Alors qu’il juge que cette rentrée de septembre 2023 « s’est bien passée », Jacques Mikulovic n’a pas éludé les difficultés auxquelles l’académie mahoraise doit faire face, notamment la pénurie d’eau qui touche toute l’île. Devant les chefs d’établissements réunis à Dembéni, ce mardi après-midi, le recteur de Mayotte veut garder un cap, l’acquisition des savoirs fondamentaux « quoi qu’il en coûte ».
Crise de l’eau
C’était le premier sujet abordé et la fermeture temporaire du lycée Younoussa-Bamana, pendant deux jours, est venu rappeler que la rentrée 2023 n’est décidément pas comme les autres. Branché sur le mauvais conduit, l’établissement de Mamoudzou retrouve son réseau d’origine, ce mercredi matin. « Il nous faut rester sereins car ce n’est que le début. Si saison des pluies il y a, ça sera guère avant le mois de décembre. On a donc trois mois de gestion quotidienne difficile », lance Jacques Mikulovic, ce mardi, aux chefs d’établissement et à ses équipes réunis au CUFR de Dembéni. Il rappelle que seuls les collèges de Passamaïnty et M’gombani ne sont pas sur le chemin de l’eau parmi les établissements secondaires, une caractéristique qu’il espère voir disparaître « au 15 septembre » grâce à des travaux. Pour le premier degré, ce n’est pas encore ça. « On s’est aperçu qu’une quarantaine ne sont pas encore équipées de cuves », constate le recteur, rappelant qu’il s’agit d’une compétence communale. Concernant les établissements qui sont pourvus, « on va voir la capacité. Est-ce qu’elles pourront tenir 48 heures ? », s’interroge le représentant de l’Éducation nationale, n’excluant pas l’installation d’autres cuves ou de regrouper les cours sur une matinée s’il y avait de grandes difficultés.
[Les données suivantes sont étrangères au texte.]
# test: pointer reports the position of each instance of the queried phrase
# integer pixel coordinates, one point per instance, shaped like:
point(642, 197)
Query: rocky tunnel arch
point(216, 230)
Des enseignants qui répondent à l’appel
Il y avait une interrogation majeure pour cette rentrée 2023. Est-ce qu’il y aura du monde devant les élèves pour faire classe ? Le rectorat s’en sort pas trop mal avec 39 postes vacants sur les 3.476 qui existent à Mayotte dans le premier degré. Dans le secondaire, il n’y a pas à proprement parler de postes vacants, mais 105 BMP (blocs de moyens provisoires) qui ne sont pas encore fournis, dont 29 en lycée professionnel. Pour continuer à suivre la courbe démographique, il a été rappelé l’importance de « former localement ».
Violences à Mamoudzou
Il a été à peine évoquer, mais depuis la rentrée, les rixes entre le rond-point Baobab et le lycée Younoussa-Bamana empoisonnent la vie des lycéens et celle des collégiens se rendant au collège M’gombani. Les parents d’élèves de Doujani ont même bloqué leur collège, ce lundi matin, pour alerter sur le sort de leurs enfants. Jacques Mikulovic dit « en avoir ras-le-bol de cette violence ». Il les a même corrélés aux résultats de l’académie. Car si la réussite au baccalauréat général est de 72,7% à Mayotte, une autre statistique traduit les difficultés du territoire, l’automaticité de la lecture au cours de la Journée défense et citoyenneté. 74,4% des Mahorais de 18 ans qui y sont invités peinent dans cet exercice, alors que c’est le taux est entre 7% et 10% en métropole. « Les rapports sociaux tels qu’ils s’expriment aujourd’hui sont des mauvais indicateurs des compétences sociales qu’on a pu instruire », estime le recteur, qui n’est pas favorable à l’ouverture « d’un collège ou un lycée dans chaque quartier » pour résoudre les problèmes de violence. « Est-ce qu’on va apprendre à nos jeunes à vivre ensemble ? », s’inquiète-il.
« Académie expérimentale »
C’est le credo du recteur, il veut une amélioration de l’acquisition des savoirs fondamentaux « quoi qu’il en coûte », reprenant l’expression d’Emmanuel Macron. A ses côtés, graphique à l’appui, le directeur académique Thierry Denoyelle montre les courbes vertigineuses des évaluations en mathématiques et français dans les écoles mahoraises. Pour contrer cela, Jacques Mikulovic veut faire de Mayotte « une académie expérimentale ». « On est dans une académie d’opportunités, pour vous, toutes fonctions confondues. C’est un des rares lieux où les gamins ont une considération éducative. Comment on le transforme après en s’assurant qu’en sortant de chez nous ils ont acquis un minimum de compétences scolaires et sociales ? », insiste-il, se disant ouvert aux initiatives.